Hub Requirements

Table of Contents

1. Hub Server
- 1.1. SSL Certificates
- 1.2. Generate the Certificates for Peripheral Servers
2. Peripheral Servers

To set up a Hub installation, you require:

One central Uyuni Server, which acts as the Hub Server.
One or more additional Uyuni Servers, registered to the Hub. This document refers to these additional servers as peripheral servers.
Any number of clients registered to the peripheral servers.
Ensure the Hub Server and all peripheral servers are running Uyuni 5.0 or higher.

1. Hub Server

Deploy the central Uyuni Server, which acts as the Hub Server, with the mgradm command. Add --hubxmlrpc-replicas 1 to the mgradm install command line. For example:

mgradm install podman suma.example.com --hubxmlrpc-replicas 1

For more information about hub server deployment, see Hub Deployment with XMLRPC.

The Hub Server must not have clients registered to it. Clients should only be registered to the Peripheral Servers.

1.1. SSL Certificates

The Hub Server’s and the Peripheral Servers' SSL certificates must be signed by the same CA. There are two ways to fulfill this requirement:

Use third party certificates.
Deploy the Hub Server first and use it to generate the certificates for the Peripheral Servers.
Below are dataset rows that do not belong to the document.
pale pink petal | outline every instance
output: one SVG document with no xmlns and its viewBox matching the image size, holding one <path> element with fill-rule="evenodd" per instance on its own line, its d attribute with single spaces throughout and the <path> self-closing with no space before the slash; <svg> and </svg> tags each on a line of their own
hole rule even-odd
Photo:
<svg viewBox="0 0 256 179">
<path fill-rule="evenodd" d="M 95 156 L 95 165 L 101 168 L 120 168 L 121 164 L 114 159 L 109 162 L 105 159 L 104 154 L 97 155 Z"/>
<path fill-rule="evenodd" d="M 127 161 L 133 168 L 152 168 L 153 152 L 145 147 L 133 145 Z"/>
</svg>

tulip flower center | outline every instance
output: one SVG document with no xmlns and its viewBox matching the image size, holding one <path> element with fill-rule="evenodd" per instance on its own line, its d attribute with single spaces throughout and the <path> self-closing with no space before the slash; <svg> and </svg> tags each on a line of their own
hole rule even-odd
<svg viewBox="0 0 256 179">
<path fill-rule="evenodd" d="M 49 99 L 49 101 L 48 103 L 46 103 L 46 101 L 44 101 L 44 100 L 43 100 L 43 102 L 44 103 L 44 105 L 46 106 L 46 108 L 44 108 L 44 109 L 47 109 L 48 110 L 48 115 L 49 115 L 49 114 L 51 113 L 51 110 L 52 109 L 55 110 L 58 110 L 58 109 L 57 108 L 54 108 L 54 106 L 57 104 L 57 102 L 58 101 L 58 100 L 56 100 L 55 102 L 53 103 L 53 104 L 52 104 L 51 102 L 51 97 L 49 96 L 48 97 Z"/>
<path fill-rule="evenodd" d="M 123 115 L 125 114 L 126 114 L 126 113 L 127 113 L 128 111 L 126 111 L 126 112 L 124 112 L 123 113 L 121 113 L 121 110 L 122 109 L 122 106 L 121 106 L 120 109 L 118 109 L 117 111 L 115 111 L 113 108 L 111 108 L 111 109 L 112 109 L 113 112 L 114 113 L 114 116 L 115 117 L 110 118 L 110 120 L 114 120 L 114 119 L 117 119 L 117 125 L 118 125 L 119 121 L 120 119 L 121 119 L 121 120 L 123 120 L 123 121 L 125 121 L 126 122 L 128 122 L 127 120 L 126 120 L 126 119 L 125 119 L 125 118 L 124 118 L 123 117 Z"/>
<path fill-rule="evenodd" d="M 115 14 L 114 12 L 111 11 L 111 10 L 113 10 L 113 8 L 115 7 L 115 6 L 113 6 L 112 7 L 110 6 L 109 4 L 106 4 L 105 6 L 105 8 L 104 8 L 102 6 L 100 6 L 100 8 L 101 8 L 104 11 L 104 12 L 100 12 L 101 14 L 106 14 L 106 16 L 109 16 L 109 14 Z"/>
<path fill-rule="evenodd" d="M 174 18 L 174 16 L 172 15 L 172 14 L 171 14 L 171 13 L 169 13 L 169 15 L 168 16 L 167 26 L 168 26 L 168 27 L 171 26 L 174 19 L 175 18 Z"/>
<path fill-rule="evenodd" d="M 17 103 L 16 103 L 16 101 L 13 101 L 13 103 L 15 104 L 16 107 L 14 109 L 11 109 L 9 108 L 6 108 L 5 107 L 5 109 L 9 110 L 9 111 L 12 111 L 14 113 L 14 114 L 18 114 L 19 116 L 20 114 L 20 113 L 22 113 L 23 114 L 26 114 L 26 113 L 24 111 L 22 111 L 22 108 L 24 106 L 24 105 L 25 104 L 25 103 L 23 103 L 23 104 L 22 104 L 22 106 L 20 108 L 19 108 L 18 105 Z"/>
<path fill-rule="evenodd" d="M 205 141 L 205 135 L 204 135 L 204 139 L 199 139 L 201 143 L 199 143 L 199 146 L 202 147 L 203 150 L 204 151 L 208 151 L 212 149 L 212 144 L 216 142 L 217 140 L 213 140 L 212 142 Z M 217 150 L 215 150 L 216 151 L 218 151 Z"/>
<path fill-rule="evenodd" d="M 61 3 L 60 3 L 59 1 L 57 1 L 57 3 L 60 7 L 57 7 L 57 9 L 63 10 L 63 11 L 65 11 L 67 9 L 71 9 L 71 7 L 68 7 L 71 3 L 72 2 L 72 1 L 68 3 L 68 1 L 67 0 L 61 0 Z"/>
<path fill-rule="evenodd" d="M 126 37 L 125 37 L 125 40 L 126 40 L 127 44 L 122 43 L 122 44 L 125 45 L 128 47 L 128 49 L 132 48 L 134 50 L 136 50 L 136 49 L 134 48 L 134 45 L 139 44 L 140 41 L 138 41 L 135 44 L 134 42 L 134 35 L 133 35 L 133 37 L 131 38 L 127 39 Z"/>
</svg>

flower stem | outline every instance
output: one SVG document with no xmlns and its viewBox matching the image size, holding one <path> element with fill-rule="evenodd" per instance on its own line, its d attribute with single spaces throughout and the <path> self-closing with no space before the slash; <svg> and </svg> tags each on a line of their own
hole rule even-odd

For more information, see Generate the Certificates for Peripheral Servers.

1.2. Generate the Certificates for Peripheral Servers

If you will use third party provided Certificates, you can skip this procedure.

Procedure: Generating the Certificates for Peripheral Servers

From the container host, enter the shell in the Hub Server container with:
```
mgrctl term
```

On the command line, run rhn-ssl-tool for each Peripheral Server (replace placeholders such as COUNTRY, STATE, example.com, etc. with values from your environment):

rhn-ssl-tool --gen-server --dir="/root/ssl-build" --set-country="COUNTRY" \
  --set-state="STATE" --set-city="CITY" --set-org="ORGANIZATION" \
  --set-org-unit="ORGANIZATION UNIT" --set-email="name@example.com" \
  --set-hostname="HOSTNAME" --set-cname="example.com"

Copy these files to the Peripheral Server host:
- /root/ssl-build/RHN-ORG-TRUSTED-SSL-CERT
- /root/ssl-build/HOSTNAME/server.crt
- /root/ssl-build/HOSTNAME/server.key

2. Peripheral Servers

Deploy the peripheral servers with mgradm. For more information about deploying with mgradm, see Uyuni 2024.12 Server Deployment on SLE Micro.

Procedure:Deploying and Registering Peripheral Servers

Prepare Peripheral Server hosts.
On each Peripheral Server host:
- Copy RHN-ORG-TRUSTED-SSL-CERT to /etc/pki/trust/anchors/ and run update-ca-certificates.
- Deploy the Peripheral Server with:
  mgradm install podman --ssl-ca-root RHN-ORG-TRUSTED-SSL-CERT \ --ssl-server-cert server.crt --ssl-server-key server.key
On each Peripheral Server host register Peripheral Server to the Hub Server:
```
mgradm hub register --api-server <HUB_FQDN> --api-user <HUB_ADMIN> \
  --api-password <HUB_ADMIN_PASSWORD>
```
Peripheral Servers must be registered to the Hub Server as foreign clients. Standard registration methods cannot be used.

Peripheral Servers must be registered to the Hub Server directly, do not use a proxy.

Optionally, it is possible to register the podman container host as a standard client (Salt minion) and manage it from Uyuni Server.

Now the XMLRPC API is available and reportdb synchronization will take place.